Daily Archives: March 19, 2010

VCs Rue 10GbE Chip Bets

The Wall Street Journal ran a piece yesterday on the bath venture capitalists have taken on their investments in startup companies developing chips for 10-gigabit Ethernet (10GbE) networks.

Citing numbers from Venture Source, Scott Denne writes that VCs have put more than $800 million into 10GbE semiconductor vendors since 2001.

How’s that working out for them? Not so good, apparently. Venture-funded startups in the space, such as Neterion Inc. and NetXen Inc., have been sold in the past year for a fraction of the amount that had been pumped into them.

It’s easy to understand why 10GbE semiconductor firms can be had for garage-sale prices. To this point, the market signals haven’t been bullish. Consider, for example, that vendors of 10GbE networking gear — from Cisco to Juniper to 10GbE specialists such as Arista Networks — spent less than $130 million on the networking chips last year, according to Dell’Oro Group. The previous year, Dell’Oro estimates, less than $100 million had been spent on 10GbE semiconductors.

Yes, the market is experiencing year-on-year growth, but do the math: If more than $800 million has been funneled into investments in 10GbE chip startups and those companies have generated about $230 million in aggregate sales during their two best revenue years, we don’t require the services of a PhD in statistics to calculate that the valuations of those startups are under intense downward pressure.

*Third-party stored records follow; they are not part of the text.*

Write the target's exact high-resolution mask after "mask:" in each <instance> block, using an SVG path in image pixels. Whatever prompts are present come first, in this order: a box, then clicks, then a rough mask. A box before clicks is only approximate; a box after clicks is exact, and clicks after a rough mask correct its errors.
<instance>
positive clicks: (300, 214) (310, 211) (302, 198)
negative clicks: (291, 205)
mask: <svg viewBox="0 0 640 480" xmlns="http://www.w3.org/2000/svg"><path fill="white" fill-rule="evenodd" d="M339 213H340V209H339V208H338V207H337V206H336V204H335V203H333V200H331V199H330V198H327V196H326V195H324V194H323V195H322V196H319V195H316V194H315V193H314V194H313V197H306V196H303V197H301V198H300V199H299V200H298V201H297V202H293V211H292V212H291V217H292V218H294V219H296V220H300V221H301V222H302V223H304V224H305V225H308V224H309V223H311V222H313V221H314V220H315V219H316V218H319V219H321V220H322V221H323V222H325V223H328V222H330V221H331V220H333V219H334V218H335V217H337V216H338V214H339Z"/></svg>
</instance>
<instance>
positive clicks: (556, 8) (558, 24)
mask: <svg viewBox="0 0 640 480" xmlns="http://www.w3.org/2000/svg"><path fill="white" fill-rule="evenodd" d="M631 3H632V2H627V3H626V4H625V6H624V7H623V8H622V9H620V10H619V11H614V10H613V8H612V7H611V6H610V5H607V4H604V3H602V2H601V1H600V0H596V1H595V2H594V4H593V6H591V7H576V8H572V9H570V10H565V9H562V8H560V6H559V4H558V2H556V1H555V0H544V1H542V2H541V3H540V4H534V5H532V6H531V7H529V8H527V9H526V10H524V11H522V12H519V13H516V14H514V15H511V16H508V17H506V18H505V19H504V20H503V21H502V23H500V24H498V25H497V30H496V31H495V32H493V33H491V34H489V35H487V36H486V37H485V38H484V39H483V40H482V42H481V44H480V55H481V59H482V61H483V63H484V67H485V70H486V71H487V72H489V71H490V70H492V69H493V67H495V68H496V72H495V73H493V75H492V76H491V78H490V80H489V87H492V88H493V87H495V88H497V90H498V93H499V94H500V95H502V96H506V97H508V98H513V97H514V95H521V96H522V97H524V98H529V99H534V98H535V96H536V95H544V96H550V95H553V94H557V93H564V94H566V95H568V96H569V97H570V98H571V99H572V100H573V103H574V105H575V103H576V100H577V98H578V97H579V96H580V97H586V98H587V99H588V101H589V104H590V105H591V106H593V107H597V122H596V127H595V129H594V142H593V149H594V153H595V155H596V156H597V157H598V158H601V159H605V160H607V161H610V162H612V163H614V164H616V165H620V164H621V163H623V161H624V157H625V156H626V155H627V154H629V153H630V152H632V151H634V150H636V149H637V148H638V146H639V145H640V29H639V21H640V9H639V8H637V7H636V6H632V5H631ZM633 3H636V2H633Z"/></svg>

As for why 10GbE chip startups have underperformed, the WSJ cites technological factors, such as challenges associating with suppressing power consumption, and market competition from semiconductor-industry stalwarts such as Intel and Broadcom. Those are factors, I’m sure.

Not mentioned in the article is, well, the economy. I think it’s the most salient factor in the retarded development of the 10GbE market. If you look at the value chain, it’s obvious that revenue realization must begin with customers willing to buy what’s being sold.

Now let’s follow this particular chain in reverse: the 10GbE chip purveyors depend on a robust demand from 10GbE networking vendors, who depend on strong demand from service providers and large corporate datacenters, who in turn depend on demand from their customers, who might rely on the healthy pocketbooks of consumers. As spending contracts, and less money enters the value chain, everybody suffers, including the VCs who funded the 10GbE chip vendors.

As nearly every shred of available evidence shows, the high-flying Internet economy of 2000 never regained its former glory after the bubble burst later that year. What’s more, for most of the past two years, we’ve had a very dysfunctional value chain in the 10GbE space, which is why this upgrade cycle for the latest and greatest iteration of Ethernet has not been as vigorous as its predecessors.

James Carville could explain what’s happened to the 10GbE chip startups: It’s the economy, stupid.